Johnson was part of a union that eventually approved a no-confidence vote against Warden Laura Williams, the county’s handpicked leader.
In January 2024 — about one year after the original complaints by Johnson — Broad + Liberty reported that correctional officers and their union were still complaining to the county council about low morale.
The current increase in reported assaults also comes as the county has been successfully lowering its daily population. In 2019, the prison had an average daily population of 1,772. That number is down thirty percent since the government management takeover.
Running counter to those ideas is the Pennsylvania Prison Society’s most recent walk-through of the facility which suggested a “decrease in reports of assaults by staff,” compared to previous years.
“About 40% of [GWHCF inmates] reported witnessing assault by a staff member, a decrease from our previous walkthrough in March 2024, when more than two-thirds of interviewees reported this,” the society’s report says.
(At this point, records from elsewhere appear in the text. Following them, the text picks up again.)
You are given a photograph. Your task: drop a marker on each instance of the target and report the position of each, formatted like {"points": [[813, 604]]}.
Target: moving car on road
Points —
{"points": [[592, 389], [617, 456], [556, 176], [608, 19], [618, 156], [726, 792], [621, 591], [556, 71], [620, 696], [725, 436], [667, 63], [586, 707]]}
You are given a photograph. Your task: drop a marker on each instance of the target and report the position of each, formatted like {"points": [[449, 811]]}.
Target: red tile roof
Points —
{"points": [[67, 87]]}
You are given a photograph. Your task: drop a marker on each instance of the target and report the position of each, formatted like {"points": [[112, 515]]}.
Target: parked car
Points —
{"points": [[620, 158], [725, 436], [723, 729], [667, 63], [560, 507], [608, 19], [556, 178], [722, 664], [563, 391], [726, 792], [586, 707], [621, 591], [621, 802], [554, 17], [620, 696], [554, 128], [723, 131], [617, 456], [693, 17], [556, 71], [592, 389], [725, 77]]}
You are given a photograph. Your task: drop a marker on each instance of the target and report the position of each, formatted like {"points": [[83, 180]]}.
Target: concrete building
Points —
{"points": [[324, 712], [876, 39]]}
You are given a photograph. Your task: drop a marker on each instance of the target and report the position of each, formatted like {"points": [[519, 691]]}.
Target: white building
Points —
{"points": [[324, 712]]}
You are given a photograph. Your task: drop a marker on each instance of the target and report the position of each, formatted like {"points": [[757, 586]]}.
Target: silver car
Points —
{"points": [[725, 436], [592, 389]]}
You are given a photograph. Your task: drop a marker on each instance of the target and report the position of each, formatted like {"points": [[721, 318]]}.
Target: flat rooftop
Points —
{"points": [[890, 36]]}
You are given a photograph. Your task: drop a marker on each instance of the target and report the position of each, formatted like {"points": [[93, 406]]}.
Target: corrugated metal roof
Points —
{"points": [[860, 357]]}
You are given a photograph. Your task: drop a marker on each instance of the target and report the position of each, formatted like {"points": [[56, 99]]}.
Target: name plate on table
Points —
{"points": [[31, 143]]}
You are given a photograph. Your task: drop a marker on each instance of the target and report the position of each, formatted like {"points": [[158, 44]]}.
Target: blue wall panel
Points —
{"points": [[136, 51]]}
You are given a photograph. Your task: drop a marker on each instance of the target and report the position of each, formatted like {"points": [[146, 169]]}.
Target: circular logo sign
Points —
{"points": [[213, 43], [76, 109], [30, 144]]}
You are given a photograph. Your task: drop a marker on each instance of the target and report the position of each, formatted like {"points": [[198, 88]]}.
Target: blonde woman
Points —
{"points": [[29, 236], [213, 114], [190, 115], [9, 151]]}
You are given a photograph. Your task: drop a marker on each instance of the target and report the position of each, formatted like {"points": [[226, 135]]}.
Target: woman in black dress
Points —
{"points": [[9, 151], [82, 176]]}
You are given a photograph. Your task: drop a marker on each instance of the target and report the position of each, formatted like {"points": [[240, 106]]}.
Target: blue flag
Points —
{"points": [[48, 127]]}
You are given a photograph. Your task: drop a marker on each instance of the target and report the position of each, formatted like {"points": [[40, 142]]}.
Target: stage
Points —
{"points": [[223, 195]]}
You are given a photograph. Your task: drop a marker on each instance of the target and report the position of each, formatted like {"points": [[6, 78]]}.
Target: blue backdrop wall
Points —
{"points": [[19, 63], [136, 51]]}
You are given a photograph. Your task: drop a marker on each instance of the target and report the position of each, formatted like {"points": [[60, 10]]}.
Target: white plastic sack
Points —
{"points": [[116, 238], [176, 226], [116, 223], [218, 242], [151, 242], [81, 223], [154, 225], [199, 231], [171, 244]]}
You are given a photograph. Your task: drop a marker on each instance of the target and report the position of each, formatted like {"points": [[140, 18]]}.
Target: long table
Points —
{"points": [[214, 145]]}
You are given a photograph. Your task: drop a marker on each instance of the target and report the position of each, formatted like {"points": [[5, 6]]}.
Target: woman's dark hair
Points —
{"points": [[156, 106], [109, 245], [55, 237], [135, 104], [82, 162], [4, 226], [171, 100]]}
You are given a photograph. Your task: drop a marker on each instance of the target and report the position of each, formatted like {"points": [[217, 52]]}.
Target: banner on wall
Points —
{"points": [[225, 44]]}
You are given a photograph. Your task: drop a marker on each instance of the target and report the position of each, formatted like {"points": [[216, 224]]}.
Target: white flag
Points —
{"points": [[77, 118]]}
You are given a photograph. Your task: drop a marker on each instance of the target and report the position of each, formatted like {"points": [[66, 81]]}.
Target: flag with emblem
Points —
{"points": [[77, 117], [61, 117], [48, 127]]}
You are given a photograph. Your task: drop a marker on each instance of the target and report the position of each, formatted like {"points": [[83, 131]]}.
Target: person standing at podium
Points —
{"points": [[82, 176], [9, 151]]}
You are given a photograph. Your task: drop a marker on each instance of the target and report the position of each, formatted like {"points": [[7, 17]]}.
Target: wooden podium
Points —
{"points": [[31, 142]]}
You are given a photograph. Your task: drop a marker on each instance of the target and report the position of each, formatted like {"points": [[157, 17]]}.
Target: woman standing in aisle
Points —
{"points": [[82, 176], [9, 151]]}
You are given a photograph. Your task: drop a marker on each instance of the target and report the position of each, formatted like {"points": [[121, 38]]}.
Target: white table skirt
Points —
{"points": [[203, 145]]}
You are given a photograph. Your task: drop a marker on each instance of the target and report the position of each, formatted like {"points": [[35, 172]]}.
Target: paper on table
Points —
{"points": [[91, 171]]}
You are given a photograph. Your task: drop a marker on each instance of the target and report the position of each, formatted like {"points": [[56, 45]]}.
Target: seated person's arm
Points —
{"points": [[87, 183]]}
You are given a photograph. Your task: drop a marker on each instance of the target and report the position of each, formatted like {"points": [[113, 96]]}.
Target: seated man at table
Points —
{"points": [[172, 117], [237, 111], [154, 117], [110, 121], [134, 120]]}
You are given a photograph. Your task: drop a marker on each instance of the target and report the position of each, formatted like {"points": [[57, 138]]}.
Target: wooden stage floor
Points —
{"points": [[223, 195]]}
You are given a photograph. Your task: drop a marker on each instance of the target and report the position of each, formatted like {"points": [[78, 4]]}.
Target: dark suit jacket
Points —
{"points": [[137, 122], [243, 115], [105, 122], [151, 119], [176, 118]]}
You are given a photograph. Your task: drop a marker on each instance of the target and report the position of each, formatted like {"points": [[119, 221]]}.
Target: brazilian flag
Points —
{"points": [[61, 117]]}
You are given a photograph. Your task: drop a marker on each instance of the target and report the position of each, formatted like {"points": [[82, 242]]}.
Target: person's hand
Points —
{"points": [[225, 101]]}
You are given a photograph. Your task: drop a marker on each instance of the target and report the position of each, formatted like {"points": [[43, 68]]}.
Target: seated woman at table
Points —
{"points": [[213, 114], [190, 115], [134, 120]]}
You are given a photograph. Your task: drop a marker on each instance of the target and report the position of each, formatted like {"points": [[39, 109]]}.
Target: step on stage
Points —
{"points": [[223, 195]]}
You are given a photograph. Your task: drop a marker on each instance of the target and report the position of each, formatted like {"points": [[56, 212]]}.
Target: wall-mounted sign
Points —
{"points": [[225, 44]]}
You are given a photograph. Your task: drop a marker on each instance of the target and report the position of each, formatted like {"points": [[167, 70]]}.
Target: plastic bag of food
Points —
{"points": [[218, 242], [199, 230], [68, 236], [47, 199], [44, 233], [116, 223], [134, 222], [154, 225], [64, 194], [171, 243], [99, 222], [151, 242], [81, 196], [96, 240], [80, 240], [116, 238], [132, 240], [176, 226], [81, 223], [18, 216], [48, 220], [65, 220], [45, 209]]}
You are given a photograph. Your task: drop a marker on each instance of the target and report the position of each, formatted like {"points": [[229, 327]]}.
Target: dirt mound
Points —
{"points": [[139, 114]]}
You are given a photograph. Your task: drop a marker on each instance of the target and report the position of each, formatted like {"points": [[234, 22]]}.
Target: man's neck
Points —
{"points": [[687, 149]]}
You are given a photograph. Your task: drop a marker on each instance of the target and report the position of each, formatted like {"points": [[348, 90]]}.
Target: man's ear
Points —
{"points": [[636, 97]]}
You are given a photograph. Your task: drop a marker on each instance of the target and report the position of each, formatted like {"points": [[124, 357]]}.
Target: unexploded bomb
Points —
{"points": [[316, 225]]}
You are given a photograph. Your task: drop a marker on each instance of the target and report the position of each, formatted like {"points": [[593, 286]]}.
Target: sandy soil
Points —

The society’s interviewers spoke with 48 inmates.
But as before, Barth said even the information in the report from the prison society has to be seen as a snapshot that may not capture the complete picture.
“This is not a representative sample,” Barth noted of the persons interviewed. “Interviews are conducted at random and so I don’t want to give the impression that this — just the same as the jail-reported data only gives you one piece of the picture, I don’t want to imply that our interviews are conclusive either.”
When adjusting for daily population — assaults per 100 inmates, based on average daily population* — the data shows Delaware has surpassed the Allegheny County Jail, a county prison with a long history of troubles.

It is impossible to compare these various prisons by staffing levels given that one of the first moves Delaware County made when retaking the management was to stop reporting staffing levels.
The prison’s recidivism rate remains largely unchanged, although that, too, was one of the driving motivations for the county’s decision to cut ties with private managers.
Data from previous meetings of the county’s jail oversight board show the recidivism rate usually fluctuated between 60-65 percent. That remains the case currently according to the last published minutes of the oversight board.

Through all of this, the prison’s budget has continued to climb as well.
Budget documents from November show the prison’s annual budget going from $53.4 million in 2023, up to $56.6 million in ‘24, finally up to $59.3 million in 2025.
(*Methodology note: Calculated as total annual assaults divided by average daily inmate population, multiplied by 100.)